Scaler has 4 different classes that use zmq:

  • async binder
  • async connector
  • sync binder
  • sync subscriber
  • ???

what's the difference between these 4+? Actually very little, they all use a single zmq socket and differ only in transport type and router, dealer, etc. type.

Sessions -> thread pool, also a context for intraprocess to communicate (because they're not sockets)

  • very similar in concept to zmq contexts
    connectors -> very similar to a zmq socket, the underlying concept for the async binder, async connector, etc. -> has peers
    what is a peer: zmq sockets are an abstraction, they can be connected to multiple other sockets at a time: we call these peers
    peer: represents a single side of a connection between two connectors (sockets)

socket a: pub, bound
socket b: connected to a
socket c: connected to a

we have two sockets connected to a

a has 3 sockets: the bound tcp socket for listening, and a socket per peer (2 of them)

peer_sock <- accept(bound_sock)

in this situation there are 3 things to epoll, at least 3:

  • poll the bound socket <- returns when there is a connection to accept
  • poll the peer sockets <- might be readable (incoming message), might be writable (we can write a message)
  • do we need to send a message to a peer? <- comes in on a concurrent queue
  • did the client issue a read? <- comes in on a concurrent queue

router is special: when you a send a message on a router, you must include an address. the router will then send it to a specific peer with that address.

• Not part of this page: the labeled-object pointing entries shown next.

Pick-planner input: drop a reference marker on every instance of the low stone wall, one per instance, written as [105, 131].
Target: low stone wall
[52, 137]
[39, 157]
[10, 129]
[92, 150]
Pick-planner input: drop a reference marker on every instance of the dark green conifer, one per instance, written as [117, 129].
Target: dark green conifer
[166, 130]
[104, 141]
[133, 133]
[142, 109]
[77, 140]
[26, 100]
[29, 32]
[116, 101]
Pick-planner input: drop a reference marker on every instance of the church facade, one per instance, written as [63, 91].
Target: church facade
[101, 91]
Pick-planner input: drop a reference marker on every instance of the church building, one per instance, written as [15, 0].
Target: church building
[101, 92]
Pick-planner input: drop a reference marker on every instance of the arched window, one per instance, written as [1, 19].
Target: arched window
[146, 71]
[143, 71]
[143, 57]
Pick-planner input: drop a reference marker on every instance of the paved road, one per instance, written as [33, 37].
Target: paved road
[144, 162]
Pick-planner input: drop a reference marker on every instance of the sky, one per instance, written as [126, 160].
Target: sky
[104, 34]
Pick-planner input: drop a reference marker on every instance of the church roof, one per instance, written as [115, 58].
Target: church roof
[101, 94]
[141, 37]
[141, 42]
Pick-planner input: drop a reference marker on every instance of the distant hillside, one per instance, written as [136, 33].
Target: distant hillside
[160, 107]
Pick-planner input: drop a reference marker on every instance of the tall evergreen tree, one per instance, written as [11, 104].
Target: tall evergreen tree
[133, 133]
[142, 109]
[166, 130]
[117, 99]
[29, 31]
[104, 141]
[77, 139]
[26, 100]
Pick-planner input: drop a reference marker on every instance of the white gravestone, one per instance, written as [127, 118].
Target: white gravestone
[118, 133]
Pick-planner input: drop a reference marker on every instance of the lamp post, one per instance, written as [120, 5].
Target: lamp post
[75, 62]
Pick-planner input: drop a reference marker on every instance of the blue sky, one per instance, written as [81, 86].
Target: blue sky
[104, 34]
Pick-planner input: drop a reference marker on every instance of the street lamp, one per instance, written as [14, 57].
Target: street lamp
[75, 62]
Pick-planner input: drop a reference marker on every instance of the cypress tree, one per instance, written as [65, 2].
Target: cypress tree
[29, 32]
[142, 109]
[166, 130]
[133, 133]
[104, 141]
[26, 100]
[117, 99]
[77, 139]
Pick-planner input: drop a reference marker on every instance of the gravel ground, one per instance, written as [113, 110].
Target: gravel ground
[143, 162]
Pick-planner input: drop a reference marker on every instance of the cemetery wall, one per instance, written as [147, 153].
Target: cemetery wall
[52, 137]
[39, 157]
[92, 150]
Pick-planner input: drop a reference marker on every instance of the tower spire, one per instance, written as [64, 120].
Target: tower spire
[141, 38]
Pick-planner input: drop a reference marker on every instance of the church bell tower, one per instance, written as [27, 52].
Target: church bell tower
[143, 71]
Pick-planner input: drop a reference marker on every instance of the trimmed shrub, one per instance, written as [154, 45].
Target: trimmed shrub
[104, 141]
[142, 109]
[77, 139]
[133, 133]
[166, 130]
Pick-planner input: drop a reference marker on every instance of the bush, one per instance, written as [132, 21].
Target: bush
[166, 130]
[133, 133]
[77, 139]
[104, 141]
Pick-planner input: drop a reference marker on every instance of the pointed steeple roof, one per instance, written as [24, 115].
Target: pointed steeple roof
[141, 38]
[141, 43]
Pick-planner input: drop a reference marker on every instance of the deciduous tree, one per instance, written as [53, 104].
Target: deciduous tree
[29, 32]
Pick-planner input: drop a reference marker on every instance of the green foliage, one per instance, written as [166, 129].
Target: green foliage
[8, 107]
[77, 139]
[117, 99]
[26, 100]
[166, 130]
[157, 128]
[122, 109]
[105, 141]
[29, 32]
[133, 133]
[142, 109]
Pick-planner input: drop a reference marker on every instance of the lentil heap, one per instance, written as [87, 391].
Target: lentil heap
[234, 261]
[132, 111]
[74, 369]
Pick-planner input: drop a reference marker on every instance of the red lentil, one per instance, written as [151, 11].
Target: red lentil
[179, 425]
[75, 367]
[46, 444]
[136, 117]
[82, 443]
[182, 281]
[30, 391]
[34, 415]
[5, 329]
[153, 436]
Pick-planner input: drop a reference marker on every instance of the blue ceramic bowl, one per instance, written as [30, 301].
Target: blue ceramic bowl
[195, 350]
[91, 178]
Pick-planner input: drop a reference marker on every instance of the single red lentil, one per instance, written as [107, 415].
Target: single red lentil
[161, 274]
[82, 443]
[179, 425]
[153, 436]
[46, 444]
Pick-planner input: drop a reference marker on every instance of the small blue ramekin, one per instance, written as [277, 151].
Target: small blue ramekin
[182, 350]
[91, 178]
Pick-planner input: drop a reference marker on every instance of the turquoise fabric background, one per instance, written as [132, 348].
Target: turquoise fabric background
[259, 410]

assume a is a router: a.send(b, msg) <-- send the message to peer b
also: when you receive a message, it will tell you which peer it came from <-- for simplicity in our impl all of the sockets do this

msg <- a.recv()
msg.address -> b or c

connector types: how the peer to send to is determined

  • router: send() must include destination address
  • pub: send to all peers
  • dealer: round-robin the peers e.g. send to b, then send to c, then send to b, ...
  • sub: does not support send
  • pair: send to the ONLY peer

peers are not directly exposed by the library to the caller/client. they only work with connectors

Python creates future -> send_async() -> pass to io thread -> epoll() returns -> the send is queued for the peer* -> when the peer becomes writable, epoll() returns** -> write the message to the peer's socket*** -> complete -> future_set_result()

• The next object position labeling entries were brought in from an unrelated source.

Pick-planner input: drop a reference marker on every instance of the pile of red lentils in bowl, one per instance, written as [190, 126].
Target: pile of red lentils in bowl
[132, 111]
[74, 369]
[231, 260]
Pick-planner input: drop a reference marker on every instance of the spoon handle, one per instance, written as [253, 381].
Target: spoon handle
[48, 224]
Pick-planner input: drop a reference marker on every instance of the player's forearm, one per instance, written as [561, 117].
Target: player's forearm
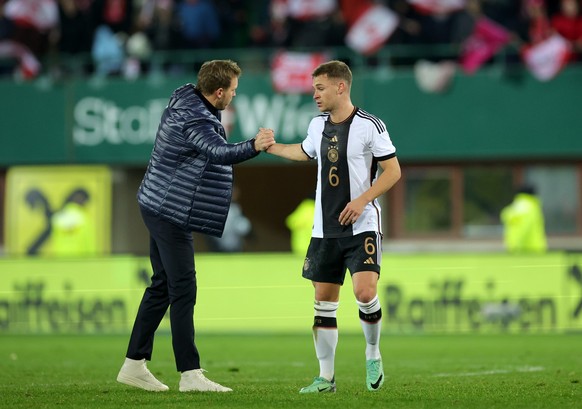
[387, 179]
[288, 151]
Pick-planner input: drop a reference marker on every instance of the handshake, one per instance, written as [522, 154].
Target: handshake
[265, 139]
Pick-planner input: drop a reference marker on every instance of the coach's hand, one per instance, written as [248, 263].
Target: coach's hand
[264, 139]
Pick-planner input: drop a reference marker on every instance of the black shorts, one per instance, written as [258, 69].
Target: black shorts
[328, 259]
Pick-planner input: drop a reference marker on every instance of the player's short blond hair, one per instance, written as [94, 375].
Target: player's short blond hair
[217, 74]
[334, 69]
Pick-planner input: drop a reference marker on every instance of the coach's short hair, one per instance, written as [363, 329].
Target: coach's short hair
[217, 74]
[334, 69]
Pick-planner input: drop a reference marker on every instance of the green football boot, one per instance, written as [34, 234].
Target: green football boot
[319, 385]
[374, 374]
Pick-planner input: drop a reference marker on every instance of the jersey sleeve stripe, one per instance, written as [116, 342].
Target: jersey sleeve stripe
[375, 120]
[308, 155]
[385, 157]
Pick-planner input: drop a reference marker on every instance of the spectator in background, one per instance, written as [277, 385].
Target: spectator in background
[523, 222]
[73, 231]
[313, 23]
[155, 19]
[568, 23]
[300, 223]
[116, 14]
[33, 24]
[199, 23]
[77, 26]
[539, 27]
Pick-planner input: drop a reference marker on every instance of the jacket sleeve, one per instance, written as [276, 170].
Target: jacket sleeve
[201, 135]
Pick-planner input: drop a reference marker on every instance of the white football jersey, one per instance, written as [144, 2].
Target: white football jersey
[347, 156]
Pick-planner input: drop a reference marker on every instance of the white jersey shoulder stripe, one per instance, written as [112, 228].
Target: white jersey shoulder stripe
[374, 119]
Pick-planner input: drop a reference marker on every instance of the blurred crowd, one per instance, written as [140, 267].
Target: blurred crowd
[120, 35]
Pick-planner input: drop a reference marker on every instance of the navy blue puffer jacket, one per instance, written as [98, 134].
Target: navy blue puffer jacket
[188, 181]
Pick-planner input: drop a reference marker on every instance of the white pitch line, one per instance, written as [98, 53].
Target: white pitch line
[492, 371]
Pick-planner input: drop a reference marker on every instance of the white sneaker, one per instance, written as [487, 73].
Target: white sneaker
[135, 373]
[195, 380]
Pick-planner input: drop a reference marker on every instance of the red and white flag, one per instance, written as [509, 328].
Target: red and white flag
[372, 30]
[485, 41]
[546, 59]
[291, 71]
[437, 6]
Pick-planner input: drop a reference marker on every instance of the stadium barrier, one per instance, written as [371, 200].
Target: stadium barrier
[429, 293]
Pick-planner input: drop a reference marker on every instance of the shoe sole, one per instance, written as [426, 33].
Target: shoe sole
[138, 383]
[371, 387]
[199, 391]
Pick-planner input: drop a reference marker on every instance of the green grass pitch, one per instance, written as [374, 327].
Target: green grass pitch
[266, 371]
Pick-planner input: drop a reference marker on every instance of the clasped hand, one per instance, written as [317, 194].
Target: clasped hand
[264, 139]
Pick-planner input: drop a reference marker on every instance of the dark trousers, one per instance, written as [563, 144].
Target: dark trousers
[173, 285]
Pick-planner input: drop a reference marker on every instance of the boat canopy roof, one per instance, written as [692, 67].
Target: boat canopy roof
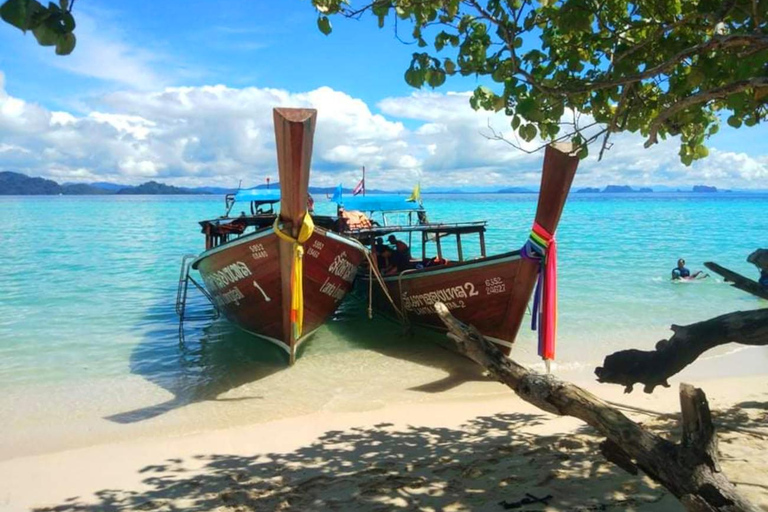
[259, 195]
[380, 203]
[433, 228]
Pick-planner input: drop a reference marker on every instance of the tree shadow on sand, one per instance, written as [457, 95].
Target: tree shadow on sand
[490, 463]
[210, 359]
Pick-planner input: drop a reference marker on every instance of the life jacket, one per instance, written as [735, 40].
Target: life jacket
[355, 220]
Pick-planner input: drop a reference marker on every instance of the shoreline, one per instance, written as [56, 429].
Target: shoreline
[396, 455]
[52, 418]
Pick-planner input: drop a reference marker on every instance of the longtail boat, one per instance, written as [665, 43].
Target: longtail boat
[282, 280]
[490, 292]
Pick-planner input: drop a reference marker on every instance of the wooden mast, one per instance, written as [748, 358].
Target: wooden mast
[556, 178]
[294, 132]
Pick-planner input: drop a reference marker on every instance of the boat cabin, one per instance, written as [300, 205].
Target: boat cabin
[368, 218]
[257, 211]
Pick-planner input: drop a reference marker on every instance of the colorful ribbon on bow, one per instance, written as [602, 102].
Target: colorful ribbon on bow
[297, 271]
[542, 247]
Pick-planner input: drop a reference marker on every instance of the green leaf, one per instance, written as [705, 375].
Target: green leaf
[45, 35]
[67, 21]
[66, 44]
[16, 13]
[324, 24]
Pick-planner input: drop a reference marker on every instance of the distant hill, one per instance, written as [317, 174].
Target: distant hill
[14, 183]
[155, 188]
[111, 187]
[219, 191]
[514, 190]
[616, 189]
[17, 184]
[82, 189]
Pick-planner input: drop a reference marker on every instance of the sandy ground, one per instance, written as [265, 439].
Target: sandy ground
[495, 453]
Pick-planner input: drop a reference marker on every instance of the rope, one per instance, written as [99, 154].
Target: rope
[374, 269]
[297, 271]
[542, 248]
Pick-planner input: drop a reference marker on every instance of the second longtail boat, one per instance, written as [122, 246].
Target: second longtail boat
[489, 292]
[283, 281]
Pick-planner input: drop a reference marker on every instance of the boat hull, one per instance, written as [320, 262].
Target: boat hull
[245, 280]
[479, 293]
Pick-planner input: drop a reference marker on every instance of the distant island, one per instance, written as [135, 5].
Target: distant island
[155, 188]
[515, 190]
[614, 189]
[17, 184]
[704, 189]
[14, 183]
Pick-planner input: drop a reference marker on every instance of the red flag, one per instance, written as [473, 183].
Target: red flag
[360, 188]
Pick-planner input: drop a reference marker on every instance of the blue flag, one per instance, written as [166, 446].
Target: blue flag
[337, 195]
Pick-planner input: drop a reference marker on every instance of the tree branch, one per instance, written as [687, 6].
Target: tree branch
[653, 368]
[701, 97]
[689, 470]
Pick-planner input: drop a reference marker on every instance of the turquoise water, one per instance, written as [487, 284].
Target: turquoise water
[87, 289]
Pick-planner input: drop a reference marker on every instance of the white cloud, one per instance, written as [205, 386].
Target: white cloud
[104, 52]
[218, 135]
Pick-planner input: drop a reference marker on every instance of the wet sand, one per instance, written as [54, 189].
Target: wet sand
[455, 453]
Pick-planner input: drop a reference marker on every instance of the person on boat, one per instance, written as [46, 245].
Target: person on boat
[681, 272]
[763, 281]
[390, 262]
[379, 248]
[400, 247]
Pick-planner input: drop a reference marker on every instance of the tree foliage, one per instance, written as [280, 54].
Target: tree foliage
[52, 26]
[584, 69]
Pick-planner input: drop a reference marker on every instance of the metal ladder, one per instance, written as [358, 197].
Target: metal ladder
[181, 293]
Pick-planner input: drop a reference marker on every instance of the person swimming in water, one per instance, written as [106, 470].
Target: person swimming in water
[681, 272]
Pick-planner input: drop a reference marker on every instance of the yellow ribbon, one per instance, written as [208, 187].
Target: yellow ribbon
[297, 270]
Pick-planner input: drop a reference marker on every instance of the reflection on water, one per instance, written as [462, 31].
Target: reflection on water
[205, 361]
[214, 357]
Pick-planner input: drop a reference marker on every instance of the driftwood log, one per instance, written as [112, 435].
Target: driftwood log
[653, 367]
[689, 470]
[737, 280]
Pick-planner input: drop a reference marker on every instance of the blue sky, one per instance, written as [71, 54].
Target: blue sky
[112, 111]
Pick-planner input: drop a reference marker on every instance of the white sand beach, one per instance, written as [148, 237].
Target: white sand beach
[453, 453]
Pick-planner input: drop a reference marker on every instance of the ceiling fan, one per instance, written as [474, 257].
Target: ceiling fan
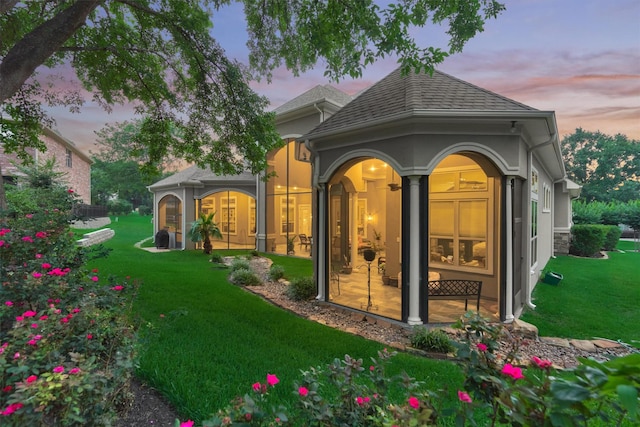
[393, 186]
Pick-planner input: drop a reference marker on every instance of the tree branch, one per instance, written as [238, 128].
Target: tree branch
[7, 5]
[30, 52]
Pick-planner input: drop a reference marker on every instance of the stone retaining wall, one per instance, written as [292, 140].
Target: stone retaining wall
[96, 237]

*which peer depends on the connector type, e.g. router, pair, etc.
**: we don't know when the peer will become writable, just at SOME point in the future
***: this could take multiple returns from epoll() if e.g. the tcp buffer fills up, or maybe the peer's connection fails and it has to reconnect. we guarantee sends so it's possible that the message is being written to the peer, but the conn fails, so we re-establish, try sending it again, and THEN the future is resolved <-- this could take a "long" time
async: we don't know when the future is going to resolve

problem: how to communicate from python thread to io threads?
solution: use a concurrent queue

python thread can put messages, etc. in queue without needing extra sync with io threads

python thread puts things in the queue
io threads remove things from the queue
^ it's possible for these to happen at the exact same time

python thread:
queue.enqueue(...)
eventfd_signal(queue_signal)

io thread:
epoll() <- wait for queue_signal
queue.dequeue()

Q: is it possible for dequeue and enqueue to race?
A: maybe?

do we need concurrent queue?

class MQueue {
    mutex m_lock;
    std::queue q;

    void send(...) {
        // lock
        // send
        // unlock
    }

    void recv(...) {
        // lock
        // recv
        // unlock
    }
}

epoll only knows about fds
std::mutex is not an fd.

various kinds of fds:

  • sockets
  • signal fds
  • event fds (can work as semaphore)
  • timer fds
  • ?

Q: what if don't block on epoll -- what if we block on the queue?
A: this won't work because then the io thread would only do work when something arrives in the queue -- what if a peer had a message or disconnected or became writable?